With organizations creating more documents and data by the minute, it’s essential now more than ever before that agencies look at how to protect all of their information. That’s why many agency leaders are now exploring Data Loss Prevention (DLP) solutions. DLP helps organizations discover, monitor, protect and manage information, particularly sensitive data, wherever it is stored. This can be done across endpoints, devices, networks and storage systems.
“The urgency in deploying DLP solutions has only grown with recent events like the Edward Snowden affair, and has put a huge emphasis on controlling insider threat,” said Tom Blauvent, Security Architect, Symantec. “DLP serves as a core tool for those looking to mitigate insider threats and control the loss of sensitive data.”
Despite the focus on Snowden and the insider threat implications, malicious intent is typically not the way data is leaked. But even though malicious insider threats are rare, if a disgruntled employee decides to act, they can instantly put your organization on the front page of the newspaper. That’s a situation that every IT administrator dreads and must avoid.

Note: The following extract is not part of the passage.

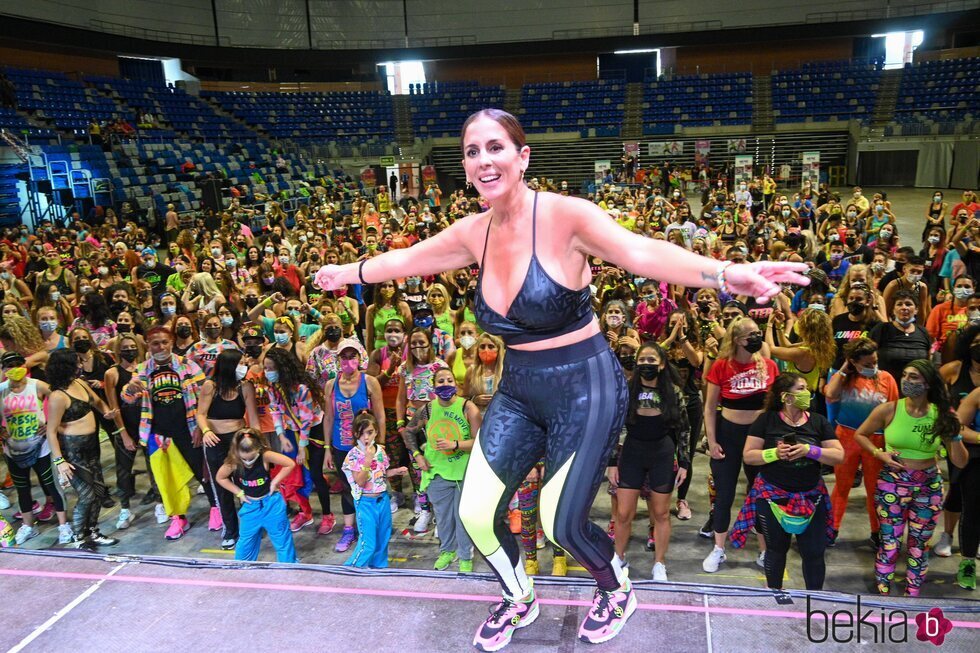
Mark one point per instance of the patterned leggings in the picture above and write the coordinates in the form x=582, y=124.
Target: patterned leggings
x=527, y=501
x=913, y=497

One way to avoid being the next headline is to build more robust data protections and monitoring capabilities, which can be accomplished with a DLP tool. As you consider your next steps to deploy DLP tools, here are three best practices you can do ahead of time to make sure your DLP solution is integrated seamlessly.
1. Educate Users on How to Avoid Risky Behavior
People are one of the main risks to data leaks. For instance, an email string might be forwarded with confidential data, someone might share a spreadsheet by accident, or an employee might lose their phone on public transportation. Regardless of the event, users need to be aware of the risks, and be trained to take steps to mitigate actions that could lead to a breach.
“User awareness is one of the big challenges,” said Blauvelt. “Getting users to understand what they should and shouldn’t be doing and educating them to the degree that they have expertise to operate correctly is critical to success.”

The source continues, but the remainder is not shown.